Compradora assídua nos hipermercados online, Rita Coelho do Vale, diz que a principal vantagem é, “sem sombra de dúvida”, a conveniência. “Mas também permite muito maior controlo de custos, utilizar de forma automática as listas de compras, menos tentação para comprar por impulso. Demoro certa de 20 minutos a fazer as compras semanais… é imbatível em termos de tempo despendido”, conta.

Mas no grupo dos grandes distribuidores, há um resistente à venda online: o Pingo Doce, do grupo Jerónimo Martins.
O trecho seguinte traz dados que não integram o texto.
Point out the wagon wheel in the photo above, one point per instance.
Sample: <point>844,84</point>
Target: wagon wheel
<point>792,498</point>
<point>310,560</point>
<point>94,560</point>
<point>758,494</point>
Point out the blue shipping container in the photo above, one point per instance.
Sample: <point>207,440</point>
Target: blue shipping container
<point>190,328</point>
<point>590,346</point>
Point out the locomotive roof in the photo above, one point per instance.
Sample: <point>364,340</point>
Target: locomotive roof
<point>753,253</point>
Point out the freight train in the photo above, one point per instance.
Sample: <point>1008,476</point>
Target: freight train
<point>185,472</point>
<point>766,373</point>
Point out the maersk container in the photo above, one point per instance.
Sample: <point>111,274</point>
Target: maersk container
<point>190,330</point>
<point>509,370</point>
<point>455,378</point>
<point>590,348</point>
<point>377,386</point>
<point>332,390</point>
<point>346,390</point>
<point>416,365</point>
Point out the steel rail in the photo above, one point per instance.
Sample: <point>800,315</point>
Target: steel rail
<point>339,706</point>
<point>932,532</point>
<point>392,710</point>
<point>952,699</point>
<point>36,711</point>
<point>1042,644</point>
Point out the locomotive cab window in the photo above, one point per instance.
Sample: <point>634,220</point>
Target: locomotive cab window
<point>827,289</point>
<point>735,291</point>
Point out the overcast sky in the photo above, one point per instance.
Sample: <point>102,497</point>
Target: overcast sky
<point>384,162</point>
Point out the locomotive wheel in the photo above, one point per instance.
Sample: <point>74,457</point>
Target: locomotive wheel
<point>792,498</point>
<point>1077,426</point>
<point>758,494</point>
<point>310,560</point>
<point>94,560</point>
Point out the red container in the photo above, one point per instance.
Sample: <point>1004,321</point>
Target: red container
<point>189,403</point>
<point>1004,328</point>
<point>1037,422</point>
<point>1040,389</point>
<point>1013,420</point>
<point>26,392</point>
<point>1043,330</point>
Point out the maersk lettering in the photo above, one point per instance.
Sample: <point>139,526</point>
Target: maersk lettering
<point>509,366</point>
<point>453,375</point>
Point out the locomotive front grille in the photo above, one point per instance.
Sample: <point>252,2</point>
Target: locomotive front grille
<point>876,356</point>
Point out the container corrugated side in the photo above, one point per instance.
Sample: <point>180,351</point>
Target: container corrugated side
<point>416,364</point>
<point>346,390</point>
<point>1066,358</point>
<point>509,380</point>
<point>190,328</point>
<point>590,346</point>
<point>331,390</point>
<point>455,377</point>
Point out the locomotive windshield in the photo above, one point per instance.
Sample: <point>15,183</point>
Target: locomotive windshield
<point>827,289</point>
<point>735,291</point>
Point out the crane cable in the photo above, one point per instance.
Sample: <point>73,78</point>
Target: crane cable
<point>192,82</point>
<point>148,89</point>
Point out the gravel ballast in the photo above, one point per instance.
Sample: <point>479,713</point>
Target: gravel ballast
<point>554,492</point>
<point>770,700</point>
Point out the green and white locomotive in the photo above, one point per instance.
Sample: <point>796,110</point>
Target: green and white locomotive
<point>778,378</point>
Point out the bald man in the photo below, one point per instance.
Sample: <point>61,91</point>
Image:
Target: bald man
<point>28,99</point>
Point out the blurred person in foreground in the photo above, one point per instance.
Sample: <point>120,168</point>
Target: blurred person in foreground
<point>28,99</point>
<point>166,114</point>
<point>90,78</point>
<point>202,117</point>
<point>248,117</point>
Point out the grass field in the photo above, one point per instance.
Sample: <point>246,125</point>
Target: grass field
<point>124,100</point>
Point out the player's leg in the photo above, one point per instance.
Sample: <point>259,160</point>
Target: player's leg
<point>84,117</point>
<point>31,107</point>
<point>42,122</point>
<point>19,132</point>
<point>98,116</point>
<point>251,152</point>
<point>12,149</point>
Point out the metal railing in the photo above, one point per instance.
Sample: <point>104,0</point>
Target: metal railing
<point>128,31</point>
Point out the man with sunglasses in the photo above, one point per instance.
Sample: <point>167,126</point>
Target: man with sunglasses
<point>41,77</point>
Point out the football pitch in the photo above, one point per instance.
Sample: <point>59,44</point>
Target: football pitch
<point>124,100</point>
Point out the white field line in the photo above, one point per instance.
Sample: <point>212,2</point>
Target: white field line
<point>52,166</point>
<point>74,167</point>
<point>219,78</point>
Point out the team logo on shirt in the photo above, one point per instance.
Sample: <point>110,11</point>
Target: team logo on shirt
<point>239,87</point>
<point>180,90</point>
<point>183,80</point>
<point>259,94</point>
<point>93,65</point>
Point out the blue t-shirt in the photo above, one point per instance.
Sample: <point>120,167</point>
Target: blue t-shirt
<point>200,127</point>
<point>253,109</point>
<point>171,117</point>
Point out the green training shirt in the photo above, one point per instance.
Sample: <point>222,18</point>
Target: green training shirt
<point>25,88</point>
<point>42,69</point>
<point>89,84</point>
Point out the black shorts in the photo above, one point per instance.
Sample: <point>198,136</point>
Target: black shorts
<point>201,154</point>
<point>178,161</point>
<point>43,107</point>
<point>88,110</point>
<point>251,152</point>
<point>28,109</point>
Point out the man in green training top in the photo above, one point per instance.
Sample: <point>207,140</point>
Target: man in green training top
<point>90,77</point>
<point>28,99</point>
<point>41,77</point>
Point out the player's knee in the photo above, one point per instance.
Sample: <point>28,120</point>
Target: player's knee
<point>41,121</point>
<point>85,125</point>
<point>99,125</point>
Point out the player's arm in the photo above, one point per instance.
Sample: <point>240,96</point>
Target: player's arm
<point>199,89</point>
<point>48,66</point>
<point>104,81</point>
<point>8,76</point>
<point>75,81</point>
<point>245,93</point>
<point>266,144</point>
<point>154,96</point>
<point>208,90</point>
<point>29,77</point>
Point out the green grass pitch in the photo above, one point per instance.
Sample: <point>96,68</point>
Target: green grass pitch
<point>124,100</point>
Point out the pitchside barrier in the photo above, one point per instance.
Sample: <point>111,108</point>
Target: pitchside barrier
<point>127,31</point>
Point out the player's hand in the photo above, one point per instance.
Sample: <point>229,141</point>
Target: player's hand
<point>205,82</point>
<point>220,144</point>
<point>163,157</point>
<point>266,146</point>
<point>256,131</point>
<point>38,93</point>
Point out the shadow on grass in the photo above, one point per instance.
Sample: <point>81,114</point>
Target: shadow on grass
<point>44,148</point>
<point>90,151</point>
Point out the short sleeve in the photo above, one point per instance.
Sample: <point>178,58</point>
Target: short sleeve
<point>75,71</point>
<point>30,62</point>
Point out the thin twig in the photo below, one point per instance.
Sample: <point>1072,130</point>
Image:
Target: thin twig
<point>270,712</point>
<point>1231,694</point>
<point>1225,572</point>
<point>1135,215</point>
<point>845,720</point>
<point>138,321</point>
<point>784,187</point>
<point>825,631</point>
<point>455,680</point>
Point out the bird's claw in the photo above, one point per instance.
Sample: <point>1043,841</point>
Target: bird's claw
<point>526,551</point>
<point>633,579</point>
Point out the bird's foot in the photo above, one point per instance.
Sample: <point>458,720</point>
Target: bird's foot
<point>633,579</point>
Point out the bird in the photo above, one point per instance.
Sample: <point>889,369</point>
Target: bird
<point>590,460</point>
Fonte oficial justifica que a “capilaridade” das mais de 300 lojas e o formato de supermercado já permitem estar próximo dos clientes e oferecer-lhes conveniência. “Além disso, a percentagem de consumidores portugueses que dizem comprar produtos alimentares através da Internet é bastante reduzida (em 2013 de acordo com a Nielsen, este número representava 9%).Estes são, essencialmente, os motivos pelos quais o e-commerce não tem sido uma prioridade estratégica para o Pingo Doce”, refere.

A empresa liderada por Pedro Soares dos Santos reconhece que o consumidor está cada vez mais “digitalizado” e que vender online é uma “ferramenta importante de contacto e de relacionamento”. Mas a implementação de uma loja só se vai concretizar “se o retorno para os resultados do negócio forem visíveis”.

Ao contrário do que sucedeu com o comércio online de livros ou roupa, na comida e mercearia a evolução não tem sido tão rápida, nem lucrativa. Os desafios logísticos são maiores, sobretudo devido à necessidade de conservação dos produtos frescos, e as margens de lucro das cadeias de retalho também encolhem com todos os custos que este serviço implica. E a verdade é que, para a maioria dos portugueses, esta ainda não é uma opção. “Tenho notado uma enorme aversão à compra de perecíveis online. Muitos agregados familiares que usam o canal fazem-no unicamente para produtos não perecíveis. Isto pode estar relacionado com a forte relação que temos com a comida, e que faz com que estejamos mais envolvidos com a compra”, diz Rita Coelho do Vale.

José António Rousseau, consultor e professor que há muito se dedica à análise da grande distribuição, concorda. Mais do que a complexidade logística do lado dos retalhistas, “a verdadeira relutância está nos consumidores e na falta de confiança na qualidade ou frescura de produtos que eles não puderam ver nem tocar”.